Literature DB >> 19725510

The pyrrolobenzodiazepine dimer SJG-136 forms sequence-dependent intrastrand DNA cross-links and monoalkylated adducts in addition to interstrand cross-links.

Khondaker M Rahman1, Andrew S Thompson, Colin H James, Mathangi Narayanaswamy, David E Thurston.   

Abstract

SJG-136 (1) is a sequence-selective DNA-interactive agent that is about to enter phase II clinical trials. Using a HPLC/MS-based methodology developed to evaluate the binding of DNA-interactive agents to oligonucleotides of varying length and sequence, we have demonstrated that, in addition to the previously known interstrand cross-link at Pu-GATC-Py sequences, 1 can form a longer interstrand cross-link at Pu-GAATC-Py sequences, an intrastrand cross-link at both shorter Pu-GATG-Py and longer Pu-GAATG-Py sequences, and, in addition, monoalkylated adducts at suitable PBD binding sites where neither intra- or interstrand cross-links are feasible because of the unavailability of two appropriately positioned guanines.

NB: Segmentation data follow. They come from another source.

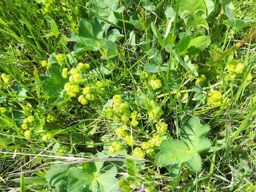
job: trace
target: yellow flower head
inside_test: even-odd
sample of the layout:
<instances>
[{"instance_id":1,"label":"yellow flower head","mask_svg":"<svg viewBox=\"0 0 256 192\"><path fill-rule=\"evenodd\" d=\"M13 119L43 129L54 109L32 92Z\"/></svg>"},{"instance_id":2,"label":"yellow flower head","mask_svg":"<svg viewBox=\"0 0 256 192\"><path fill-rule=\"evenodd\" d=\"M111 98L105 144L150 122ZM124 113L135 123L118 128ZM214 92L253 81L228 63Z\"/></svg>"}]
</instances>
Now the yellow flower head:
<instances>
[{"instance_id":1,"label":"yellow flower head","mask_svg":"<svg viewBox=\"0 0 256 192\"><path fill-rule=\"evenodd\" d=\"M87 93L85 94L85 98L90 101L93 101L94 100L94 95L91 93Z\"/></svg>"},{"instance_id":2,"label":"yellow flower head","mask_svg":"<svg viewBox=\"0 0 256 192\"><path fill-rule=\"evenodd\" d=\"M138 125L139 125L139 122L137 121L137 120L135 120L135 119L132 119L131 121L131 125L133 126L133 127L135 127L136 126L137 126Z\"/></svg>"},{"instance_id":3,"label":"yellow flower head","mask_svg":"<svg viewBox=\"0 0 256 192\"><path fill-rule=\"evenodd\" d=\"M131 135L125 135L124 138L124 141L130 146L132 146L133 145L134 143L134 140L133 139Z\"/></svg>"},{"instance_id":4,"label":"yellow flower head","mask_svg":"<svg viewBox=\"0 0 256 192\"><path fill-rule=\"evenodd\" d=\"M64 89L68 95L74 97L79 92L80 87L77 85L73 85L71 82L68 82L65 84Z\"/></svg>"},{"instance_id":5,"label":"yellow flower head","mask_svg":"<svg viewBox=\"0 0 256 192\"><path fill-rule=\"evenodd\" d=\"M83 63L82 62L79 62L77 65L77 67L81 71L85 71L90 69L90 64L89 63Z\"/></svg>"},{"instance_id":6,"label":"yellow flower head","mask_svg":"<svg viewBox=\"0 0 256 192\"><path fill-rule=\"evenodd\" d=\"M81 95L79 96L78 100L78 101L80 102L83 105L85 105L88 103L88 101L83 95Z\"/></svg>"},{"instance_id":7,"label":"yellow flower head","mask_svg":"<svg viewBox=\"0 0 256 192\"><path fill-rule=\"evenodd\" d=\"M49 142L52 136L50 134L46 134L43 135L42 140L44 142Z\"/></svg>"},{"instance_id":8,"label":"yellow flower head","mask_svg":"<svg viewBox=\"0 0 256 192\"><path fill-rule=\"evenodd\" d=\"M153 90L156 90L162 87L162 83L160 79L150 79L149 84Z\"/></svg>"},{"instance_id":9,"label":"yellow flower head","mask_svg":"<svg viewBox=\"0 0 256 192\"><path fill-rule=\"evenodd\" d=\"M167 130L167 124L164 122L161 122L156 125L156 129L157 131L157 133L163 134Z\"/></svg>"},{"instance_id":10,"label":"yellow flower head","mask_svg":"<svg viewBox=\"0 0 256 192\"><path fill-rule=\"evenodd\" d=\"M50 66L50 64L48 63L48 61L43 60L41 61L41 66L43 67L49 68Z\"/></svg>"},{"instance_id":11,"label":"yellow flower head","mask_svg":"<svg viewBox=\"0 0 256 192\"><path fill-rule=\"evenodd\" d=\"M1 78L5 84L9 84L11 82L11 77L9 75L3 73L1 75Z\"/></svg>"},{"instance_id":12,"label":"yellow flower head","mask_svg":"<svg viewBox=\"0 0 256 192\"><path fill-rule=\"evenodd\" d=\"M204 75L201 75L200 76L200 77L198 77L197 79L196 79L196 83L198 84L202 84L205 81L205 76L204 76Z\"/></svg>"},{"instance_id":13,"label":"yellow flower head","mask_svg":"<svg viewBox=\"0 0 256 192\"><path fill-rule=\"evenodd\" d=\"M0 107L0 113L4 114L6 112L6 108L5 107Z\"/></svg>"},{"instance_id":14,"label":"yellow flower head","mask_svg":"<svg viewBox=\"0 0 256 192\"><path fill-rule=\"evenodd\" d=\"M24 137L27 139L31 138L31 130L27 130L24 132Z\"/></svg>"},{"instance_id":15,"label":"yellow flower head","mask_svg":"<svg viewBox=\"0 0 256 192\"><path fill-rule=\"evenodd\" d=\"M71 75L68 80L72 83L80 83L82 81L81 75L79 74Z\"/></svg>"},{"instance_id":16,"label":"yellow flower head","mask_svg":"<svg viewBox=\"0 0 256 192\"><path fill-rule=\"evenodd\" d=\"M110 154L113 154L115 152L118 152L122 150L122 146L117 142L114 141L112 143L112 145L108 149L108 153Z\"/></svg>"},{"instance_id":17,"label":"yellow flower head","mask_svg":"<svg viewBox=\"0 0 256 192\"><path fill-rule=\"evenodd\" d=\"M244 71L245 66L243 63L239 63L236 66L235 71L238 74L241 74Z\"/></svg>"},{"instance_id":18,"label":"yellow flower head","mask_svg":"<svg viewBox=\"0 0 256 192\"><path fill-rule=\"evenodd\" d=\"M62 73L61 74L63 78L67 78L68 77L68 69L64 68L62 69Z\"/></svg>"},{"instance_id":19,"label":"yellow flower head","mask_svg":"<svg viewBox=\"0 0 256 192\"><path fill-rule=\"evenodd\" d=\"M83 94L84 95L91 93L91 90L90 87L85 87L83 89Z\"/></svg>"},{"instance_id":20,"label":"yellow flower head","mask_svg":"<svg viewBox=\"0 0 256 192\"><path fill-rule=\"evenodd\" d=\"M53 122L55 121L55 117L51 114L48 114L46 117L46 121L48 123Z\"/></svg>"},{"instance_id":21,"label":"yellow flower head","mask_svg":"<svg viewBox=\"0 0 256 192\"><path fill-rule=\"evenodd\" d=\"M149 142L153 146L160 147L163 138L158 134L154 134L153 137L149 141Z\"/></svg>"},{"instance_id":22,"label":"yellow flower head","mask_svg":"<svg viewBox=\"0 0 256 192\"><path fill-rule=\"evenodd\" d=\"M26 130L28 128L28 126L26 123L22 123L21 125L21 129L23 130Z\"/></svg>"},{"instance_id":23,"label":"yellow flower head","mask_svg":"<svg viewBox=\"0 0 256 192\"><path fill-rule=\"evenodd\" d=\"M133 150L133 154L139 158L143 158L145 157L145 154L140 147L136 147Z\"/></svg>"},{"instance_id":24,"label":"yellow flower head","mask_svg":"<svg viewBox=\"0 0 256 192\"><path fill-rule=\"evenodd\" d=\"M62 62L64 58L65 58L65 55L63 54L59 54L56 56L56 60L57 60L59 64L61 65Z\"/></svg>"}]
</instances>

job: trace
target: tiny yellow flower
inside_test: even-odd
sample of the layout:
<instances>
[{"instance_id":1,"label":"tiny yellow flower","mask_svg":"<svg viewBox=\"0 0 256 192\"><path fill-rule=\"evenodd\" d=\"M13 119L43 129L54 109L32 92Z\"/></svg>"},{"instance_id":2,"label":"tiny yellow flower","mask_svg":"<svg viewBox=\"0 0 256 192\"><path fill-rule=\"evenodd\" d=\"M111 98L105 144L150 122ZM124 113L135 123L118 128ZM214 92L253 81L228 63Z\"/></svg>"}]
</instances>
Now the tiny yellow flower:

Crucially, we have demonstrated a preference for the extended intrastrand cross-link with Pu-GAATG-Py, which forms more rapidly than the other cross-links (rank order: Pu-GAATG-Py > Pu-GATC-Py >> Pu-GATG-Py and Pu-GAATC-Py). However, thermal denaturation studies suggest that the originally reported Pu-GATC-Py interstrand cross-link is more stable, consistent with the covalent joining of both strands of the duplex and a lower overall distortion of the helix according to modeling studies. These observations impact on the proposed mechanism of action of SJG-136 (1) both in vitro and in vivo, the repair of its adducts and mechanism of resistance in cells, and potentially on the type of pharmacodynamic assay used in clinical trials.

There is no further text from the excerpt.